Swindle
- Author: Gordon Korman
- Cover artist: Jennifer Taylor
- Language: English
- Genre: Adventure Children's heist
- Publisher: Scholastic
- Publication date: 2008
- Publication place: United States
- Media type: Print
- Pages: 252
- ISBN: 978-0-439-90345-5
- OCLC: 264041941
- LC Class: PZ7.K8369 Sw 2008
- Followed by: Zoobreak

= Swindle (novel) =

2008 novel by Gordon Korman

Swindle is a 2008 children's novel by Gordon Korman. It is a caper story about the retrieval of a valuable baseball card. The book was the first of a series, followed by Zoobreak, Framed!, Showoff, Hideout, Jackpot, Unleashed, and Jingle. The book's cover signifies the plot's main thread about baseball cards, and features the characters running around a Baseball diamond.

== Plot ==
A smart, young boy named Griffin Bing decides to invite his entire class grade over for a sleepover in an old, abandoned house that is slated to be demolished after the town's plan for using as a new space in their town to make a skate park was thrown out because of their youth. However, on the night of the sleepover, only Griffin and his best friend Ben Slovak show up.

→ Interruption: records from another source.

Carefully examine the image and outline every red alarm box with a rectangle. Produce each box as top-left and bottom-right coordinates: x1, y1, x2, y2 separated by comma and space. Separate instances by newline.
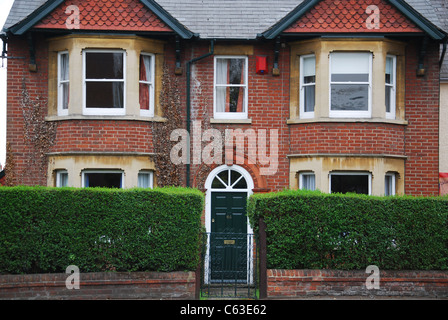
256, 56, 268, 74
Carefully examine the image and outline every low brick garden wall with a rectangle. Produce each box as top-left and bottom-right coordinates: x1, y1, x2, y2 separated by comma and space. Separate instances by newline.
0, 272, 196, 300
267, 269, 448, 299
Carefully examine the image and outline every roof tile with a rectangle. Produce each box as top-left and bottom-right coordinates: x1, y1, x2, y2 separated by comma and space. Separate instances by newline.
285, 0, 422, 33
35, 0, 171, 31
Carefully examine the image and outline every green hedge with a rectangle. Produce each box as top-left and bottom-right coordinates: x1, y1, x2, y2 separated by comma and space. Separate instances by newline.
0, 187, 204, 274
248, 190, 448, 270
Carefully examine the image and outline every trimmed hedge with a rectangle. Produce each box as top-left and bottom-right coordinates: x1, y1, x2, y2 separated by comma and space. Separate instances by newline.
0, 187, 204, 274
247, 190, 448, 270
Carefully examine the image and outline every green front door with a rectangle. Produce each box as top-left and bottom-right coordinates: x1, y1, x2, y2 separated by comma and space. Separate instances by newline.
210, 192, 247, 281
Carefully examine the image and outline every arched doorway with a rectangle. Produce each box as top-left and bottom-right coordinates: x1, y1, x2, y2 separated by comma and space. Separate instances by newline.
204, 165, 254, 283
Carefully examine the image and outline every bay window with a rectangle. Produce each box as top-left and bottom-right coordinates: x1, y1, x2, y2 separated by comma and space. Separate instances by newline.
83, 50, 126, 115
330, 52, 372, 118
214, 56, 248, 119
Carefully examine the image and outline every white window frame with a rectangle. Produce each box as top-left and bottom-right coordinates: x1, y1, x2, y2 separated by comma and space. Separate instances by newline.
384, 172, 396, 196
81, 169, 125, 189
57, 51, 70, 116
82, 49, 126, 116
299, 172, 316, 190
137, 170, 154, 189
299, 54, 317, 119
139, 52, 156, 117
213, 55, 249, 119
384, 55, 397, 119
56, 170, 68, 188
328, 51, 373, 118
328, 171, 372, 195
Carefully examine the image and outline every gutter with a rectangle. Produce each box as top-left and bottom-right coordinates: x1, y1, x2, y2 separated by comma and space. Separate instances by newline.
187, 40, 215, 187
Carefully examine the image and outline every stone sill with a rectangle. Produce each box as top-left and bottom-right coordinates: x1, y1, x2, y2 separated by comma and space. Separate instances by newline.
45, 115, 167, 122
210, 118, 252, 124
286, 118, 408, 126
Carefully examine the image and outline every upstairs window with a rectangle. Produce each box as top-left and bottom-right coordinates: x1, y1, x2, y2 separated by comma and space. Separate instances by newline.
139, 53, 155, 117
385, 55, 397, 119
214, 56, 248, 119
300, 55, 316, 119
330, 52, 372, 118
58, 51, 70, 115
83, 50, 126, 115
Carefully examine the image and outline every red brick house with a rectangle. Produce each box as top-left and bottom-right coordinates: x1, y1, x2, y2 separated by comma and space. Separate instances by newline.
2, 0, 448, 288
3, 0, 447, 203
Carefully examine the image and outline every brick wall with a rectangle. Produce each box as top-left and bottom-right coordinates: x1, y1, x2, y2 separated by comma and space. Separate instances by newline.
51, 120, 154, 152
291, 123, 405, 155
6, 36, 48, 185
405, 40, 440, 196
267, 269, 448, 299
7, 36, 439, 195
0, 272, 196, 300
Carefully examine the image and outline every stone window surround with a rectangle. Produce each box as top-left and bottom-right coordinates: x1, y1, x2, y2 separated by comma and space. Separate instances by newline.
287, 37, 407, 125
46, 35, 165, 121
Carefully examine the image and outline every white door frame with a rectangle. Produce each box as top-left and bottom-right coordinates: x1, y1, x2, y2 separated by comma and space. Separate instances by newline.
204, 164, 254, 283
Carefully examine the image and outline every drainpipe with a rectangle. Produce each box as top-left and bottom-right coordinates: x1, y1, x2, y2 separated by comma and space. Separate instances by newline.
187, 40, 215, 187
439, 37, 448, 68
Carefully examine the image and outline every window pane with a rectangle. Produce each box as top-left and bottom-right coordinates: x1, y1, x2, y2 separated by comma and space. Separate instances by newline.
304, 86, 316, 112
331, 174, 369, 194
331, 73, 369, 82
84, 172, 122, 188
86, 82, 124, 108
212, 178, 226, 189
302, 174, 316, 190
60, 82, 70, 110
86, 52, 123, 79
216, 59, 246, 84
331, 84, 369, 111
60, 53, 69, 81
139, 83, 151, 110
386, 86, 392, 112
57, 172, 68, 187
386, 57, 394, 84
216, 87, 245, 112
140, 54, 152, 82
384, 175, 395, 196
137, 172, 151, 188
331, 52, 371, 74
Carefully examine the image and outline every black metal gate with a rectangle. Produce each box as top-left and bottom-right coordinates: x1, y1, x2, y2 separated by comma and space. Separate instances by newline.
200, 232, 258, 299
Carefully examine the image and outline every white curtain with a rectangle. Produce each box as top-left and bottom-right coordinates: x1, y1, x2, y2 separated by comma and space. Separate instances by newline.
216, 59, 228, 112
112, 53, 124, 108
60, 53, 69, 109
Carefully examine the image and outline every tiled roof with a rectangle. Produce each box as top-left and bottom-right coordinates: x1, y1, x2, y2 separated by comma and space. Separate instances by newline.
1, 0, 446, 39
285, 0, 422, 33
34, 0, 171, 31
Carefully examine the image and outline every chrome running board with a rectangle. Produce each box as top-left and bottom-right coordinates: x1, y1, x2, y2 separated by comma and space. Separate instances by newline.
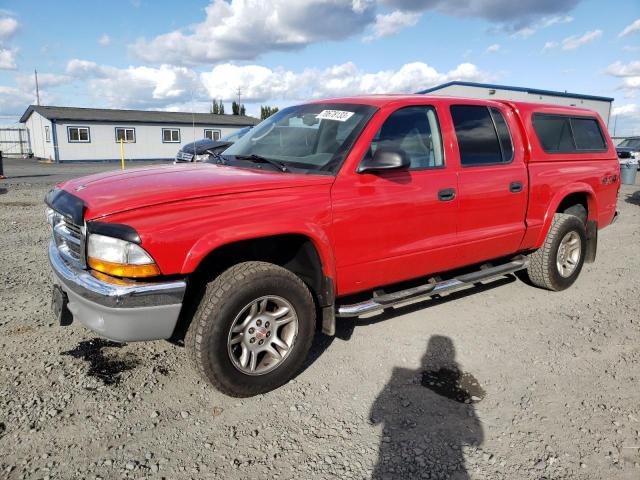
336, 257, 529, 318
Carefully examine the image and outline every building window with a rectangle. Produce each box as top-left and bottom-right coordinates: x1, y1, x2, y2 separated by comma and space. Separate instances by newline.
67, 127, 91, 143
162, 128, 180, 143
204, 128, 220, 141
116, 127, 136, 143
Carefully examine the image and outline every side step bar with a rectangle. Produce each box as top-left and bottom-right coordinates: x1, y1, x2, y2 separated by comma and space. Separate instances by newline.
336, 257, 529, 318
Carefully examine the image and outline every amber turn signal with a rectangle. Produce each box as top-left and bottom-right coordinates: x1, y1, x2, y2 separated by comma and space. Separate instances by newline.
87, 257, 160, 278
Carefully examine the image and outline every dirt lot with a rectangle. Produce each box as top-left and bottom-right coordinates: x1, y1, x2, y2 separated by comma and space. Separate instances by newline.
0, 161, 640, 479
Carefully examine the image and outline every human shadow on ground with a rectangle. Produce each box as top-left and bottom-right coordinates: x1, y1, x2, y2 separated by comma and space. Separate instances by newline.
370, 335, 485, 480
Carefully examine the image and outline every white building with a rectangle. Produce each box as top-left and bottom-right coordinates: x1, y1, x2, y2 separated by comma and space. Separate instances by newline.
417, 82, 613, 125
20, 105, 259, 162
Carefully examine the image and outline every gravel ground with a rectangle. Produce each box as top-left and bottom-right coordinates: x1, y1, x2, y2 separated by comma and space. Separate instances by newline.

Griffin finds a vintage baseball card, a 1920 Babe Ruth trading card worth hundreds of thousands of dollars. S. Wendell Palomino, or Swindle as the boys call him, stiffs them and gives Griffin only $120 for the card, half of which he gives to Ben. The boys attempt to steal the card from a safe in Palomino's shop, but it has been moved. After discovering that it is in his house, they group up with a few other people and decide to steal the card back in an elaborate heist. The team consists of Griffin, Ben, Melissa, Savannah, and Pitch, but Darren blackmails them into letting him also join the team. They steal the card, but leave a little evidence to their identity, and they are caught. However, news of Swindle's swindling comes out in the newspaper, and he does not press charges—instead, he gets a dose of karma and his shop does not see many visitors anymore. The card goes on auction, selling for $974,000 dollars, with the money eventually going to a town museum and the skate park.

==Characters==
- Griffin Bing: a 6th grade school student, and ringleader of the card heist. Nicknamed 'The Man with the Plan".
- Ben Slovak: a 6th grade school student, Griffin's best friend, and lookout of the card heist. Ben becomes a lookout after revealing to Griffin that he has narcolepsy.
- Savannah Drysdale: a 6th grade school student. Savannah is great with animals and is brought onto the card heist to calm Swindle's dog Luthor.
- Antonia "Pitch" Benson: a 6th grade school student. Pitch is an expert climber and is brought onto the card heist to bring them onto the roof of Swindle's building.
- Logan Kellerman: a 6th grade school student. Logan is an actor who is trying to get into a commercial when he is brought onto the card heist to distract Swindle's neighbor.
- Melissa Dukakis a 6th grade school student. Melissa is a shy girl who was brought into the plan when Griffin Bing wants a girl specialized in computers.

==Film==
A TV movie Swindle based on the novel was released on Nickelodeon in 2013.